Team Investment and a Will to Win
Jordan shared financial and corporate details of his 23XI team, revealing he put in $40 million of his personal wealth into the Nascar Cup series team co-founded with business partner Curtis Polk and driver Hamlin.
“It fell to someone to act,” Jordan said during testimony. “I was a new person, I wasn’t afraid. I felt I could challenge Nascar as a whole. From my perspective, the sport it needed to be looked at from a different view.”
The Core Dispute: Franchise System and Contract Pressure
At issue is the end of a 2016 agreement where Nascar granted each team a franchise. This system mirrors other professional sports with independent franchises, like the NBA’s Hornets or the Carolina Panthers. The agreement was set to expire in 2024 when Nascar demanded teams renew their charters.

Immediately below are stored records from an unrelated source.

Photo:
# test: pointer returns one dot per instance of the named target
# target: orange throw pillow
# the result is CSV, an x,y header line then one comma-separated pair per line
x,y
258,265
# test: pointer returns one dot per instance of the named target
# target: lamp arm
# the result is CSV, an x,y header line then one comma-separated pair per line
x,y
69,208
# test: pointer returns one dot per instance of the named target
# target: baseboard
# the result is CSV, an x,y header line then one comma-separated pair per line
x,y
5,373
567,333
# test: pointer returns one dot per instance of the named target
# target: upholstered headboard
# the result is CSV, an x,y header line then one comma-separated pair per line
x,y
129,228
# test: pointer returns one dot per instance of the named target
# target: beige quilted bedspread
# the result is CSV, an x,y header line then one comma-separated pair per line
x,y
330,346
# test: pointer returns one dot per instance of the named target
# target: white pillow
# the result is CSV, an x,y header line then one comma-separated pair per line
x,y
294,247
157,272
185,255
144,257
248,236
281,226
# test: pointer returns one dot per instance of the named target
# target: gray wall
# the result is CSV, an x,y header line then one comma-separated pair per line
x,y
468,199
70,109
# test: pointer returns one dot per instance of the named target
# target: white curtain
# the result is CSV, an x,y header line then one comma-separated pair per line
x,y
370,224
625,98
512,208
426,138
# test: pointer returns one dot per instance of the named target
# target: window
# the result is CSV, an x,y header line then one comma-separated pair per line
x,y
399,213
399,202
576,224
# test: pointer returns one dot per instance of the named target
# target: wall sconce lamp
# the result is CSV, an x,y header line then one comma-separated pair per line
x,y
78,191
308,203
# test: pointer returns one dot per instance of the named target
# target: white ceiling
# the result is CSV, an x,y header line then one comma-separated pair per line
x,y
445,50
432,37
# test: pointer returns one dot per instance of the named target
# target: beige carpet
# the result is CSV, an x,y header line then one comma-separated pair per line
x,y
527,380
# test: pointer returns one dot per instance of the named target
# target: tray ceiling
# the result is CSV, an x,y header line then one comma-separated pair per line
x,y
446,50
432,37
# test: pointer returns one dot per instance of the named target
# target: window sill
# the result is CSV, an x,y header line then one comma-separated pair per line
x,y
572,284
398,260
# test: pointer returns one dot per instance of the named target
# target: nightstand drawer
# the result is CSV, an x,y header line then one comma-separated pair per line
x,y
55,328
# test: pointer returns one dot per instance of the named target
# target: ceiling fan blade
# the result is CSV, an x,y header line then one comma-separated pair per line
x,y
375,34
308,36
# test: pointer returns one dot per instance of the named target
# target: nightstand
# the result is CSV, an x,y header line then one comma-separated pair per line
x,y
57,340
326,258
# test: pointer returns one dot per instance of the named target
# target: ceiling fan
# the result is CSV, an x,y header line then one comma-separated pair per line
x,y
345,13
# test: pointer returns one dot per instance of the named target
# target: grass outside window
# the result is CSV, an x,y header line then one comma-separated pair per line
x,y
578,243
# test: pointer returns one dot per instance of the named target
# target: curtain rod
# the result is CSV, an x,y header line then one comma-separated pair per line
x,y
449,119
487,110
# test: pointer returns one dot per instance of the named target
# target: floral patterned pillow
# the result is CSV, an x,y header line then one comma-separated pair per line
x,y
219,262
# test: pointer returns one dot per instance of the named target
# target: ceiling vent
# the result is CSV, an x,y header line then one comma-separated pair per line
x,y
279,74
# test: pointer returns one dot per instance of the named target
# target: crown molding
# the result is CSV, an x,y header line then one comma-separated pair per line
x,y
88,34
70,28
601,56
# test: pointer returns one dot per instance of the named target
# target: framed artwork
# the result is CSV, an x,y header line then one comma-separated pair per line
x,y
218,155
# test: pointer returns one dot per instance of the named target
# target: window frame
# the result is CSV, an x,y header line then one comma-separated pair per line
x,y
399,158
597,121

Jordan was on the witness stand for about sixty minutes and left the court to pandemonium, with onlookers and reporters vying for a view or a picture of the global icon.
Spearheading the Fight
Jordan’s 23XI is leading the full-court press along with Front Row Motorsports for Nascar to change a business model Jordan said is unlawful to keep two hands on the wheel.
At issue for Jordan and a fellow team representative, who testified before Jordan, are events from last September. She recounted a hectic and tense six hours where the sanctioning body informed teams they must sign a contract extension. The document consists of 112 pages outlining pay for chartered teams and a guaranteed entry in every race.
Choosing Litigation
Jordan explained that his team and its ally concluded their only feasible option was to refuse a signature that 112-page package and take the issue to court. All other teams signed the agreement.
The team owners approached Nascar about possible changes or negotiations. Nascar refused to engage, Jordan said.
The Ultimate Motivation: Victory
Ultimately, the resistance against what he saw as a financially unsustainable model was driven by the familiar goal for Jordan: Winning.
“Denny convinced me getting a third driver improved our chances to win,” he said, sharing that he purchased another franchise late in 2024 for $28 million amid the legal dispute. “So I took the plunge.”
Account from the Gibbs Family
Heather Gibbs detailed her push for indefinite franchises, which she said a written letter to Nascar. She said the pressure of the contract signing demand didn’t sit well.
She said, Joe Gibbs first attempted to call and talk Nascar out of demanding signatures, but Nascar’s leader declined the request.
“Don’t do this to us,” Heather Gibbs said Joe Gibbs told Nascar’s leadership. She said France replied, “Whether I have 20 charters, that’s what I have. If there are 30, I have 30.”